The region is renowned for its warm welcome but tell that to some clubs where guests can be seen as a nuisance rather than paying customers
As a general rule, when I sit down to write this column I take time to study both sides of the argument. I see the advantages of amateurs hitting the ball further as much as I wish to see the distance the pros hit the ball reduced. I can see the many merits in Ready Golf while at the same time understanding that golf for most is to be enjoyed rather than being a race.
However, this month I cannot understand the opposite side of my argument. This month I am arguing, pleading even, with the small-minded, self-centred, small proportion of golfers who elect to spread ill-will, contempt and misery through the golf clubs and clubhouses they spend time in.
Actions including complaining openly about a non-member popping in for a drink or a meal, complaining about the number of visitors on the course on a Tuesday afternoon in February when there are just three members on it while a group of guests are enjoying a drink, and obnoxiously complaining about the near-100 Sunday lunch diners slowing down service at the bar are all examples of what I have seen in clubs recently.
I was appalled to hear the story of two non-golfing friends who had visited a golf club on a weekday afternoon between Christmas and New Year with their two-year-old son for lunch. The stares from the group of three members (the only others in the clubhouse during their whole visit), those members moving to the opposite side of the clubhouse, the rudeness of the bar staff while serving their food, and them feeling “unwanted” and “incredibly unwelcome” irritated me as a golfer. For those who have little interaction with a community as broad and diverse as we who play golf, and to experience such an appalling treatment was infuriating.
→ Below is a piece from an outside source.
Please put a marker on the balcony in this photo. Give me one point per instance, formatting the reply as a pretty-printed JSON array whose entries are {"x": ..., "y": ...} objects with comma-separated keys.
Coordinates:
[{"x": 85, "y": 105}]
My friends do not visit golf clubs often; they will now never set foot in one again.
I must temper that account by saying that this isolated incident, and those I have witnessed recently are a tiny proportion of what I have experienced in our region’s clubs.
Many of the golf clubs I choose to visit in the North East are not filled with those fitting the character of those above. Most are great places, embracing their local communities, welcoming custom from those who pop in for lunch or hire the facilities and these clubs – and all golf club members who go out of their way to offer a warm welcome – should be thanked for doing so.
Those clubs, and those positive experiences, do golf’s image and the potential for growing the number of golfers in the future a great deal of good.
To those who do not, I beg them to change. It would be a shame to see old, highly respected golf clubs fail to exist as the old guard make those who will fill the ranks of membership in future years and those who will keep external revenue streams flowing disappear. We all like spending time at our golf clubs; we should welcome the chance to share it.